As for the movie matrons, it is strange that such a rewarding, fulfilling profession could just vanish.
I left a comment yesterday on the Arion Theater (or was it Theatre?) and was delighted to read the entries on The Drake. I grew up (in the 60s and 70s) a few blocks from the Drake and actually went to many more movies there than at the Arion. Because I have not been back more than a few times since I left for college, the Drake, like the Arion, lives on, unchanged, in my memory. I saw my first movie at the Drake (it would have been Sound of Music or Mary Poppins) and can recall seeing both Godfather movies, Cabaret, Butch Cassidy and the Sundance Kid, Sounder, Kelly’s Heroes, Harry and Tonto, Dog Day Afternoon, High Plains Drifter, and many others. I can recall that when I was a small child the Drake’s second floor “lounge” (which I believe included a Lady’s “powder room”) was to me the height of elegance. I also recall that like many theaters in Queens the Drake served some time as a porn house, and I have a memory (perhaps faulty) of them showing Deep Throat and other 70s XXX “hits”, but they later reverted back to conventional movies. I also have a memory of the Led Zeppelin riot of ‘78, and am quite sure that my brother was there and told me about it that night. Also, in addition to the Howard Stern movie (which had a sweeping pan shot of Woodhaven Boulevard, hilarious to anyone who lived around there) there was a low-budget romantic comedy in the 90s, which I saw on video but the name of which I cannot recall, about an immigrant from Taiwan who works at a Chinese restaurant in Queens and dates a non-Asian American woman — at one point they go out for dinner and a movie and there is a nighttime exterior shot of the Drake with the marquee blazing, although by that time I’m quite sure it was no longer in operation as a theater.
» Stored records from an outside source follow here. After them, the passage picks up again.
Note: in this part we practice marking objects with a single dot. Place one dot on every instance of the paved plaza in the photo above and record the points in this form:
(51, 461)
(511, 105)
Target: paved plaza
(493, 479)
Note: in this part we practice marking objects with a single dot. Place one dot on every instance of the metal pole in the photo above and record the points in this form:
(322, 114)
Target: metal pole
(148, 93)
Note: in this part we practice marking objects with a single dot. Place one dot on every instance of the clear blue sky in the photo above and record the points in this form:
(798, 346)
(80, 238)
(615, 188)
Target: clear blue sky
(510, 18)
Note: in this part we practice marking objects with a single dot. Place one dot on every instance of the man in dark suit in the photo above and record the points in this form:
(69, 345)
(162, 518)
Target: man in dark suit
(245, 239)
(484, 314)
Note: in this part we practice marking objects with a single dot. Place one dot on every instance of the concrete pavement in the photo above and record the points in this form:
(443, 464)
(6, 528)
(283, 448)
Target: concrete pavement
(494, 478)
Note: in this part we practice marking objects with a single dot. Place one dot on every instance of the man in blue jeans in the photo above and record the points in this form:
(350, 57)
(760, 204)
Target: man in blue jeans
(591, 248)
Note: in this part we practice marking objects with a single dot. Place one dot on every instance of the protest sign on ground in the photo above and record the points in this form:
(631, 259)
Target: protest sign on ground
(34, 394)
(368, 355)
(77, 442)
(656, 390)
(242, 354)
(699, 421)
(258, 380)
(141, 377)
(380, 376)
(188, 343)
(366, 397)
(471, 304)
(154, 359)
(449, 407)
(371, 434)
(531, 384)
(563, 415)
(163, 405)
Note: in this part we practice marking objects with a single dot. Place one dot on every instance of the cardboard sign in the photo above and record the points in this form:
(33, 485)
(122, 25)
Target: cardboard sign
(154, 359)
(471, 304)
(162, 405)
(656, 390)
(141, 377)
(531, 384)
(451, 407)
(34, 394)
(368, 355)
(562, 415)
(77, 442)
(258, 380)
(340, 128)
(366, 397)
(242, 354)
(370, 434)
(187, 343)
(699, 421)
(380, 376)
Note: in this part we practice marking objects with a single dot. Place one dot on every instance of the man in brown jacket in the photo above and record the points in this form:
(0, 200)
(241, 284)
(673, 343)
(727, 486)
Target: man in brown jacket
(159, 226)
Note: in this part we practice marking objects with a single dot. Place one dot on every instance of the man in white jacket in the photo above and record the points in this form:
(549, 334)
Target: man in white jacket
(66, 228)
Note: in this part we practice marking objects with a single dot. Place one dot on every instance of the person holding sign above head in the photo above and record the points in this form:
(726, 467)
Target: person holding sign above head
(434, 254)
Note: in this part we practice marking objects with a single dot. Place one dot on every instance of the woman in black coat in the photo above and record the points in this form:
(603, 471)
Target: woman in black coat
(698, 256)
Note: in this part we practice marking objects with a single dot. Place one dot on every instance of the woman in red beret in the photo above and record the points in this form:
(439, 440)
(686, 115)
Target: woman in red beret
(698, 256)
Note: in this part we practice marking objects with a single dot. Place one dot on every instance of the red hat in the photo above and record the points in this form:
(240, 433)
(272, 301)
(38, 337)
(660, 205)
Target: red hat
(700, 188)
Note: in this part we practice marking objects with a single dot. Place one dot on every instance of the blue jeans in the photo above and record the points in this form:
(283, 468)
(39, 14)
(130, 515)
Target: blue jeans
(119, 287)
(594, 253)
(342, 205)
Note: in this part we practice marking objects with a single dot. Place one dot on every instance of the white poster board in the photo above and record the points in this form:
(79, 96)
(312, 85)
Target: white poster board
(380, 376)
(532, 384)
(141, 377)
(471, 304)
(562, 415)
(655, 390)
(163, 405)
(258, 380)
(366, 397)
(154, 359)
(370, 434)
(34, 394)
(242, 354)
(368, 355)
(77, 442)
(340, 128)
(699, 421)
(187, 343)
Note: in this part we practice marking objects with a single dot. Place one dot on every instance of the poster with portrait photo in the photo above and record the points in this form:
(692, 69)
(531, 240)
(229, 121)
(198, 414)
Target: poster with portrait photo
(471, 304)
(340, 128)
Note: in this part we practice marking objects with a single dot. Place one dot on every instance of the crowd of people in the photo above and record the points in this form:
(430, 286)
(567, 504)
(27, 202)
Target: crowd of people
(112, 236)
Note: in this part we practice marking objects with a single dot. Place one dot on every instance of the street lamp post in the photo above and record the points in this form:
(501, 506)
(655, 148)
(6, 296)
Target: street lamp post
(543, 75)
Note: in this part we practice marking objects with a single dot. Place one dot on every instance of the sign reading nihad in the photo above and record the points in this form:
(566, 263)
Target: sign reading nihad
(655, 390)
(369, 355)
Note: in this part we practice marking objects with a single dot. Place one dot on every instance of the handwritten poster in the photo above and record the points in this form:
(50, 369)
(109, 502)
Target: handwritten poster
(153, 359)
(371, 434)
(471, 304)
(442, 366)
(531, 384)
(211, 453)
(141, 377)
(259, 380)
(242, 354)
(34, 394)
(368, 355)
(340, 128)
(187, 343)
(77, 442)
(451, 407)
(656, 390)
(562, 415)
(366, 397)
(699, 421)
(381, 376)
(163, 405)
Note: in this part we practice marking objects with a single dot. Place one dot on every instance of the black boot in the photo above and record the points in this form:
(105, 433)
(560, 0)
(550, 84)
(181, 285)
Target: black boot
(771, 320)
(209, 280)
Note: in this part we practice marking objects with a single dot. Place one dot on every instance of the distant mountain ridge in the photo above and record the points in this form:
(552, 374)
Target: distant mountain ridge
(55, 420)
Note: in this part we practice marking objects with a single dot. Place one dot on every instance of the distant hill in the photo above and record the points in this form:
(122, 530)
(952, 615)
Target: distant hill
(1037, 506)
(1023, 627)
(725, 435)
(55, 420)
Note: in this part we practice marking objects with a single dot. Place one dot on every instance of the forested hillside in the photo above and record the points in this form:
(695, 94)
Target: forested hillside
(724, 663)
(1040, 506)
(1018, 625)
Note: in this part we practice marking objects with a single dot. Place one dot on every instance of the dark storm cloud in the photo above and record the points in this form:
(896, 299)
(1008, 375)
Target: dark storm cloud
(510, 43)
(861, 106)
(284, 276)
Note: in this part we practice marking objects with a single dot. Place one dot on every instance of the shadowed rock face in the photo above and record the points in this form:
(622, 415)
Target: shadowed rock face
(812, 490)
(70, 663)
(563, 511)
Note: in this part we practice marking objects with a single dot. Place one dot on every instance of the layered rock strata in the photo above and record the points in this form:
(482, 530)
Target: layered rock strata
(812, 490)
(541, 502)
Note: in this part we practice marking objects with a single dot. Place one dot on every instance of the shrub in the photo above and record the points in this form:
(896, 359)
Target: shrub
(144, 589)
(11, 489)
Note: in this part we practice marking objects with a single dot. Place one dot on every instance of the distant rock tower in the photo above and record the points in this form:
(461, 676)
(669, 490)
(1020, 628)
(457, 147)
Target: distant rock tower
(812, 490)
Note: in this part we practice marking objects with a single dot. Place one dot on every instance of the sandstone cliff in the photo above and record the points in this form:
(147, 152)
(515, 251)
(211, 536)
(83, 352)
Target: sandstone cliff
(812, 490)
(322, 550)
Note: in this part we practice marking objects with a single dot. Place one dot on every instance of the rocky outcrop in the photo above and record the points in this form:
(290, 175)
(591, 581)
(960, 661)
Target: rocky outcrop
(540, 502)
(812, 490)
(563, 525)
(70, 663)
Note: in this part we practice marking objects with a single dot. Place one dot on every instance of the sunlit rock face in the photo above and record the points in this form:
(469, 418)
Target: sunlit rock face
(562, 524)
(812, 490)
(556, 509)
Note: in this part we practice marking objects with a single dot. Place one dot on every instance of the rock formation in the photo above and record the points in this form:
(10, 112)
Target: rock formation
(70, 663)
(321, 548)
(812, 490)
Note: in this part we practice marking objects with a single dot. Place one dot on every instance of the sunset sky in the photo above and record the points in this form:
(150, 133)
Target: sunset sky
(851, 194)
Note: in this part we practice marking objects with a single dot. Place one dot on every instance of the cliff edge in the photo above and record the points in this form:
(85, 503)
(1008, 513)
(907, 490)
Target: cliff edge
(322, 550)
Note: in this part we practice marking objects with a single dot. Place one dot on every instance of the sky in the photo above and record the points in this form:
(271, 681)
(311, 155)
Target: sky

Wow! A website devoted to the Arion Theater! I grew up in Middle Village (went to PS 49), left for college in 1979 and have only been back a few times since. Hence in my memory the Arion lives on in all its double feature glory. I saw dozens of movies there in the 70s including Taxi Driver, Rocky, Night of the Living Dead, Looking for Mr. Goodbar and many others. I don’t mean to offend anyone else’s memory but by the 70s the theater was an unqualified dump. The joke was always that there was no need for a concession stand since you could get all the gum, popcorn and candy you could possibly eat right off the seats and floor. I can recall leaving the theater with gunk stuck to both shoes and the seat of my pants. Another memory is the not always reliable projection and sound system. Once, I went to see The Poseidon Adventure, and they had the reels in the wrong order, going direct from the opening scenes to the climax near the end (where Gene Hackman opens a valve by hanging from the wheel). Stangely, the audience, perhaps not expecting better, did not object, and we all just watched the movie with the scenes in the wrong order.
P.S. I learned many years later that “Arion” was a musician in Ancient Greece who is often depicted riding on a dolphin. It was a popular image in Elizabethean times, and is referred to in a few of Shakespeare’s plays.